Spending Growth in Context

Are the budget deficits due to profligate spending by the Bush administration? Are Congressional Republicans truly more spendtrift in their ways than French socialists?

I find a little historical context helpful in assessing these claims from the right. The chart below shows federal spending broken into several major categories over the past few decades, expressed as a fraction of GDP.

What strikes me about this chart is that while spending on Defense and Homeland Security (the red line) has indeed risen quite sharply under the Bush administration, other types of discretionary spending (the green line) have risen only quite modestly, and are still slightly below where they were in 1995. While Bush 43’s budgets have clearly benefited from low interest payments (thanks in part to the low deficits and surpluses of the late 1990s, and in part to the very low interest rates of the past few years), the one other category of spending that has grown rapidly during his presidency is government-provided health insurance.

So perhaps Bush is indeed no Reagan when it comes to non-defense-related discretionary spending. But neither has such federal spending grown dramatically in the past few years.

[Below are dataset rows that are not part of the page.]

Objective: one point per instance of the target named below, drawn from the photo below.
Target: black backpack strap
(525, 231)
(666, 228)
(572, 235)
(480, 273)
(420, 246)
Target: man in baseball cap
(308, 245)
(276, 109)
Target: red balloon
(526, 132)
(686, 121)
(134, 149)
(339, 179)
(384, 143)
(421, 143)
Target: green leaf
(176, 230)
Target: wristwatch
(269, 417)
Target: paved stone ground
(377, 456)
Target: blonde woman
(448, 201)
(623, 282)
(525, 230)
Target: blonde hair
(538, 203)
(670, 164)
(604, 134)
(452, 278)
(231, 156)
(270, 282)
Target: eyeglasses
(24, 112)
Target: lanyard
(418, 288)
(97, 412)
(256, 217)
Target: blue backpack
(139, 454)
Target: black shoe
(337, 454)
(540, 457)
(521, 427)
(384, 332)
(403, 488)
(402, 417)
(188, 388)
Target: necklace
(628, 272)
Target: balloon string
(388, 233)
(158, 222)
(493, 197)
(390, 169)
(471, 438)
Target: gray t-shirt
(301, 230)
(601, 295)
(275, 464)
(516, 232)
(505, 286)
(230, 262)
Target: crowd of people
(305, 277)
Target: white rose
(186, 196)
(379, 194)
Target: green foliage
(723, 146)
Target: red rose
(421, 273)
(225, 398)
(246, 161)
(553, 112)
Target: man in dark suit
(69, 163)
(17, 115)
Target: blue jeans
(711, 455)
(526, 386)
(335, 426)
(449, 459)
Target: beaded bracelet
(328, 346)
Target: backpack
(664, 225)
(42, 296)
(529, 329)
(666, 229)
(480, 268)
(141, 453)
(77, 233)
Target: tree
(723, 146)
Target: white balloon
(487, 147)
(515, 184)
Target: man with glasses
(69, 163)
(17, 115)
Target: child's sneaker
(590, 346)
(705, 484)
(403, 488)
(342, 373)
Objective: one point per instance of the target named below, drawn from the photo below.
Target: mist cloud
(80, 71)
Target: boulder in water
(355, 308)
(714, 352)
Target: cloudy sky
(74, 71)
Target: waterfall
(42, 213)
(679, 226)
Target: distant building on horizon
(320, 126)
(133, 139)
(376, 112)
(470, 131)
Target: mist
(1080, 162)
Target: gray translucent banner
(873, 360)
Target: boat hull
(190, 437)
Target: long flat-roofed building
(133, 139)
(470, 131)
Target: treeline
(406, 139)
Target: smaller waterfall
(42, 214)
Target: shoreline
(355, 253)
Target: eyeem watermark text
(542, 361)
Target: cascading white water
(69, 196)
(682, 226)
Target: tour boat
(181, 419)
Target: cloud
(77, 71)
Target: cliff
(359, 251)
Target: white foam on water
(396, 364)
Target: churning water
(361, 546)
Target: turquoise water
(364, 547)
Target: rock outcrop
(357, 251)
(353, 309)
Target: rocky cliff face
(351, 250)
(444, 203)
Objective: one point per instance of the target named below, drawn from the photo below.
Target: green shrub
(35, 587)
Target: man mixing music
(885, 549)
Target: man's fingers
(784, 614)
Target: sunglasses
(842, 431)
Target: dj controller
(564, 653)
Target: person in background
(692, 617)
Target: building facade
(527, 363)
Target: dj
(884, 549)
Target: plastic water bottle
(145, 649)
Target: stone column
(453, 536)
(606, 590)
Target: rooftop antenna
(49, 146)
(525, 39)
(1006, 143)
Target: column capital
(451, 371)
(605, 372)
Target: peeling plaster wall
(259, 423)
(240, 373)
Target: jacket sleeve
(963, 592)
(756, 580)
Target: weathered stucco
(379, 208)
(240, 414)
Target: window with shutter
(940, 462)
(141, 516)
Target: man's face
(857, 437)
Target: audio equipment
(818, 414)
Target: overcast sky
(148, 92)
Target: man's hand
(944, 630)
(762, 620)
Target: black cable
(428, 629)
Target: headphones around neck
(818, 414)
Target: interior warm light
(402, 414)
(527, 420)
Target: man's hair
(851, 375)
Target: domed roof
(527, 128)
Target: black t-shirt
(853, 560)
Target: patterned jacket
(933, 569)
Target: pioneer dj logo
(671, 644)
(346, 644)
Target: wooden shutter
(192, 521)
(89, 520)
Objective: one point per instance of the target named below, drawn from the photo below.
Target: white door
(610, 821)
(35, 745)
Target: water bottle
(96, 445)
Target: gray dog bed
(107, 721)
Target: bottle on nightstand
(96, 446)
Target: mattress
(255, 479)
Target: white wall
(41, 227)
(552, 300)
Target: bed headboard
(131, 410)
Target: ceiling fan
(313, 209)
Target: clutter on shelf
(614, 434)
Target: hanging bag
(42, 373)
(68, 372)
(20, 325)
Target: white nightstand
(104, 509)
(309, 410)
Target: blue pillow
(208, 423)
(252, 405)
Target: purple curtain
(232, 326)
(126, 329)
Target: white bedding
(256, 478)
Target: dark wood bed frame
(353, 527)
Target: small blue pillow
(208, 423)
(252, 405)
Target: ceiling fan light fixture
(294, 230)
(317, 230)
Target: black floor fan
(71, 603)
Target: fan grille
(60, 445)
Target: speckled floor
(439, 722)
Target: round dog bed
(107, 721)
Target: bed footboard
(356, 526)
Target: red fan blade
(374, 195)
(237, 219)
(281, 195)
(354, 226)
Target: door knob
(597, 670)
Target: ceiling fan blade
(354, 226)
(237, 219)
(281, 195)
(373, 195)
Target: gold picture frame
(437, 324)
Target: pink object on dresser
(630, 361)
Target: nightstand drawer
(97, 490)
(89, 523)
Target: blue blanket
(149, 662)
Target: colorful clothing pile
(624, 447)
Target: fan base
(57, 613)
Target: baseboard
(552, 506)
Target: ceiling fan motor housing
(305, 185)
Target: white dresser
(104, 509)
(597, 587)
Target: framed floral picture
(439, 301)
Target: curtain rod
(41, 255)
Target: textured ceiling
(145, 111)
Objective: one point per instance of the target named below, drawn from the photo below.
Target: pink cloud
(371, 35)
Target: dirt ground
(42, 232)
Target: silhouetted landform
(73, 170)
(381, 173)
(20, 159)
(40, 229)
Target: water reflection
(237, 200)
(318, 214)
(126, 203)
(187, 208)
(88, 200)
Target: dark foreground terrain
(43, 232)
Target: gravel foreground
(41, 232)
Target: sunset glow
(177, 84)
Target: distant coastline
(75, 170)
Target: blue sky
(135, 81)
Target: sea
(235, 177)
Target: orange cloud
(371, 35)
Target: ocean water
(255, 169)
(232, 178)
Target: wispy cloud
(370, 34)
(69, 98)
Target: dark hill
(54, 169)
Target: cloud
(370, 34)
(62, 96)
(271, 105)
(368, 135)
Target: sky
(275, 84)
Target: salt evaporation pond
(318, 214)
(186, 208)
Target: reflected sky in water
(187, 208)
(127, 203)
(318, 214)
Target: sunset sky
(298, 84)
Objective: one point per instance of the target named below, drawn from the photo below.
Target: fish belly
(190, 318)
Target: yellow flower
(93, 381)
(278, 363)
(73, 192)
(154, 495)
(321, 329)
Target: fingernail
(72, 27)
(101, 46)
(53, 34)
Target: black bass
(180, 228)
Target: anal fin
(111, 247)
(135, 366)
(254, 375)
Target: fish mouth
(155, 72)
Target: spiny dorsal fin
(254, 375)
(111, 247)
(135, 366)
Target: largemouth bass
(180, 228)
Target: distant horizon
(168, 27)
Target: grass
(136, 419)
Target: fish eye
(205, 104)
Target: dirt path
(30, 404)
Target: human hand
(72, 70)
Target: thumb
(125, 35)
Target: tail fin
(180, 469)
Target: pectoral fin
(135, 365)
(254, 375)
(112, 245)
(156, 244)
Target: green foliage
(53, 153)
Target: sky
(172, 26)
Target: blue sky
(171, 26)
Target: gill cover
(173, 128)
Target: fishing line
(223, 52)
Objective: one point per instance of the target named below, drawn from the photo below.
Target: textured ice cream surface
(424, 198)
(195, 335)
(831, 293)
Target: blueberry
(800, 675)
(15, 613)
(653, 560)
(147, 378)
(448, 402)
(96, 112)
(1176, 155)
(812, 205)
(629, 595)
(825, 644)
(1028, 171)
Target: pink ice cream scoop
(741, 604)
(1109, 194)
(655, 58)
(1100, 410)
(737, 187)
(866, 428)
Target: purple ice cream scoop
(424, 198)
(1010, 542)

No, the only category where it seems clear that Bush has deliberately let the money flow freely is in defense. So if you think that the federal government’s spending has grown too fast in recent years, turn your attention to defense spending and health care. That’s where the money has been going.

Kash

UPDATE: For more about the contribution that this spending growth has made to the budget deficit, see my latest post, The Role of Spending Growth in the Deficit. For some discussion about the tax side of the equation, see The Budgetary Effects of the Bush Tax Cuts.

Also, I neglected to provide the source for my data. This data is readily available from various sources; I happened to pull these numbers directly from the CBO’s annual budget update, specifically the section entitled “Historical Budget Data“. 2005 data is from the CBO’s August Budget Update.